7. What do you hope you will have EXPERIENCED in Pre-Calculus by the end of the school year?

"I hope to experience an even greater understanding of math as well as enjoy it more. It's currently my favorite subject, so I believe that most, if not all, of my experiences will be positive in this class."

"I hope that I will experience how to speak mathematics in a different kind of language than what I usually use when I explain a solution to a problem."

"Uhm, what am I SUPPOSED to have experienced? I don't really have any hope for anything in this class."

"By the end of the year I hope to have experienced how to deal with stress when it comes to math. Math has always been my worst subject and I get stressed a lot while doing math."

"I hope to experience new things and different ways of solving problems."

"I really don't know. Surprise me."

"I hope to experience what it will be like to use math in the real world, such as: taxes, sales, etc."

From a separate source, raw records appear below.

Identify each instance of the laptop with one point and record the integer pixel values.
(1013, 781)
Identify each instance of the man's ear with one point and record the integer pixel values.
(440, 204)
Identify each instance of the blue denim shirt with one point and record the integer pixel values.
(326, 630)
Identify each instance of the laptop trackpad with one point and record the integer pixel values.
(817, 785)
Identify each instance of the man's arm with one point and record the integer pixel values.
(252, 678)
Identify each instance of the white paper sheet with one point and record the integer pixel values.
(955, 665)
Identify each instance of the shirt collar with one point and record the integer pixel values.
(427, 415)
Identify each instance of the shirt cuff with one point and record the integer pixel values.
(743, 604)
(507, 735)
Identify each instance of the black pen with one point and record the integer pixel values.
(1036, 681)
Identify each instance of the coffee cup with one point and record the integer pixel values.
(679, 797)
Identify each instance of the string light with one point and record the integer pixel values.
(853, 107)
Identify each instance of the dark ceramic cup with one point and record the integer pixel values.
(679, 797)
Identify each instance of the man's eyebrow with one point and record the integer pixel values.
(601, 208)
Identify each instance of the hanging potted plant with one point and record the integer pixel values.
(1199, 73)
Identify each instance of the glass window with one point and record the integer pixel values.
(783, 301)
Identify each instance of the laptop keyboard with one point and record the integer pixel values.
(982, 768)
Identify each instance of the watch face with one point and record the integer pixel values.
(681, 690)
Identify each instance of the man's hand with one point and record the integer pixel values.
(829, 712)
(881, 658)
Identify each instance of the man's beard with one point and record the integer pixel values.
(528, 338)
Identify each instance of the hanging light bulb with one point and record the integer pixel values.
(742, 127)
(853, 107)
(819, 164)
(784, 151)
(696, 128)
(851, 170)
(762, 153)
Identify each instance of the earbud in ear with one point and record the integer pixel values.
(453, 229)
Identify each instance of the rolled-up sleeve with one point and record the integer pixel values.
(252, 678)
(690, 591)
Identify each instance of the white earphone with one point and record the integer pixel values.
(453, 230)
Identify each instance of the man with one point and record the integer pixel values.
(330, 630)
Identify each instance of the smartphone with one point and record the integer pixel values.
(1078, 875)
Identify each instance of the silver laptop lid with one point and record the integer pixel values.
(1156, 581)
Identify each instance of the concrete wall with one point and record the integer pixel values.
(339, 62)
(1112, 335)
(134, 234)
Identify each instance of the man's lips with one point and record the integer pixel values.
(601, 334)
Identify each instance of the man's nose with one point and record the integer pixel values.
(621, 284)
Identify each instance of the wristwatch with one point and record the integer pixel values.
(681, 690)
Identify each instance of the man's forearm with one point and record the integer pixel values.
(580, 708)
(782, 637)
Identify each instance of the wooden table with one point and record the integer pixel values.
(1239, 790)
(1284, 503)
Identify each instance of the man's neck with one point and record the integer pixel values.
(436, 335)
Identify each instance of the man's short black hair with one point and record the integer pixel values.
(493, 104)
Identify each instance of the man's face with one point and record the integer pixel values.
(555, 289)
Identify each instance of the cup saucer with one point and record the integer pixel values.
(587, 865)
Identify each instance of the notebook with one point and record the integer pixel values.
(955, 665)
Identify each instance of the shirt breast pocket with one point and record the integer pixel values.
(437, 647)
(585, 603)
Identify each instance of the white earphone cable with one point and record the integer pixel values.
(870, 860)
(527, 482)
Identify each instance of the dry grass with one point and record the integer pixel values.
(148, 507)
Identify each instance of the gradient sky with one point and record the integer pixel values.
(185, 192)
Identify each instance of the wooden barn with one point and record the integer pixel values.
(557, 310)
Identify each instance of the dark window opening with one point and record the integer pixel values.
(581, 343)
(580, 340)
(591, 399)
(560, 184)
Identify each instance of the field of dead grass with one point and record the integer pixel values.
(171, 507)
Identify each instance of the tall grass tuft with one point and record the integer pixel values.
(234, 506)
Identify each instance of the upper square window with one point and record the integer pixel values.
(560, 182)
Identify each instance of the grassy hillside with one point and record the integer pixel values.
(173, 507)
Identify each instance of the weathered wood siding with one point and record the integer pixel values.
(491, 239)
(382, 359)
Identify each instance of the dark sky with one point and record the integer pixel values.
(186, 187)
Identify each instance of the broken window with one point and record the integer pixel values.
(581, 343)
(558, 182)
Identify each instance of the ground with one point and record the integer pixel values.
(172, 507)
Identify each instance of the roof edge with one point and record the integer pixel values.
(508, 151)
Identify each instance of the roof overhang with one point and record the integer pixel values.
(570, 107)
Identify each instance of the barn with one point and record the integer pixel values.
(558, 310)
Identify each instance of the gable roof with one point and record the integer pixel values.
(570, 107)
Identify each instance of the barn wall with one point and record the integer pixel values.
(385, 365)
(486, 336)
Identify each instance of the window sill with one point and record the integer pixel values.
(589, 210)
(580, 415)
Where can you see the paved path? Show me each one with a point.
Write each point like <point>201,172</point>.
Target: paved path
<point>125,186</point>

"I hope to have experienced the questions that make you sweat, and look back in your notes to figure out. I love puzzles and math and I love a challenge so I want to experience a good challenge in a math course. I want to be able to help others with their homework and also be able to say I had the best Pre-Calc teacher in high school history." (Geez, no pressure there, right?)


While I definitely don't think this first day of school was the greatest, I did end up getting a lot of really thoughtful responses to these questions (again, way too many to list). The attitudes and views of my students towards math definitely cover a wide spectrum this year. I'm really encouraged by the number of students who said they're craving challenge. I love it. I hope I can deliver.

We're starting a group task by the end of the week. I'm going to try grouping students so that each group member has a certain level of confidence in talking about math, writing about math, or just doing math. I may also group them by how they responded to the written questions. We'll see how it goes.

It will be interesting to see how the students answer these questions in May. I hope that more of them will see "doing math" in terms of problem-solving, constructing arguments, modeling, looking for structure, and so on.

And so a new school year begins. Allons-y!